This time, I can let him go not having to question if he hates me or not. I know if I think too far into the meaning of letting him go I’ll still feel a small twinge inside at losing my friend.
There just comes a time when you get to a point that you know it’s time to let go entirely.
First things first on this new journey in ready to take in life don’t only involve letting my dearest friend go. I’m willing to take a giant, yet terrifying, step in a new direction career-wise. It would be different if my job and the company I work for didn’t hold such a dear spot in my heart, but a person knows when it’s the right time to move forward career-wise. With taking the leap forward, I know with changing jobs it will help me earn the money to move into my own place and be independently stable.
In my heart, I know I’m at a place to start this new chapter of my life, and it’s time to make some big changes to see even more significant results.
In my two years at my job I’ve learned much more than I expected, and met the most wonderful people that have had such an impact on my life.
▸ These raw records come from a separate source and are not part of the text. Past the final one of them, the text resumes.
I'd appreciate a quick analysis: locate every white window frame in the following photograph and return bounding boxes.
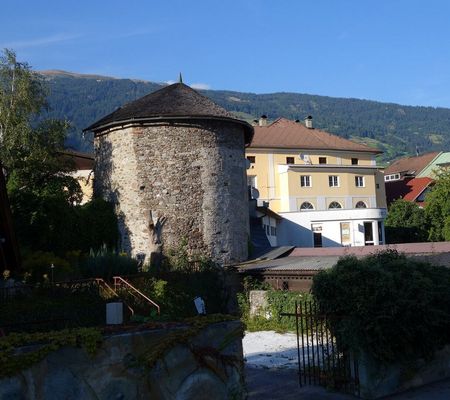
[300,175,312,187]
[355,176,365,187]
[328,175,339,187]
[328,201,342,209]
[300,202,314,211]
[384,173,400,182]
I will carry the kindness and up most respect from everyone I’ve blessed to welcome each morning and said goodbye to at the end of each day. There’re no words to express my appreciation for each person that I’ve had the honor of working amongst every day.
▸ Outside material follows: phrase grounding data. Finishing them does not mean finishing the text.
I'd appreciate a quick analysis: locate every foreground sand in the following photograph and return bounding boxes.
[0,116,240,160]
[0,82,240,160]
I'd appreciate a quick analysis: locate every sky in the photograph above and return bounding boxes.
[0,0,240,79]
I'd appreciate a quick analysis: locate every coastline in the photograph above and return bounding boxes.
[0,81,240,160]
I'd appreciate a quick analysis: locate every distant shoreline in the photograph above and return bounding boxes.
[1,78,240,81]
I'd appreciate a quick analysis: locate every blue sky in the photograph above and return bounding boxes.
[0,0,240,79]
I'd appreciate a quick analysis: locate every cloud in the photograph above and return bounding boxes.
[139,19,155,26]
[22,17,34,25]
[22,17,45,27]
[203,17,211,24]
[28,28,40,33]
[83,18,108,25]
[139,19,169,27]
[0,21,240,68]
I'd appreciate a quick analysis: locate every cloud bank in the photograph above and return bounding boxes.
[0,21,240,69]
Whether it be a Butterfinger next to the bed after two long days without much sleep, or taking me to do news things that I’ve never done before, or just being the person that he was towards me I can look back knowing it was all worth it. He was worth it, and will always hold a spot in my life and heart that no one else will come close to in my life. One of the most overwhelming facts I have to come to realize is knowing that our paths might not ever cross ever again when I walk out of the door on my last day of work.
The future holds endless possibilities, but the only thing I know for sure is that I have to treasure and live each day to the fullest as if it were my last. Fear of what might or might not happen can’t be what holds me back from what new experiences that might seem terrifying because these are the moments that life hands you to grow into a better version of yourself.
“I hope someday you’ll find an old picture of me
and you’ll wonder if I still love strawberry milkshakes more than life itself
or if I still request a pinky promise upon agreement
and maybe you’ll even wonder if I wonder about you”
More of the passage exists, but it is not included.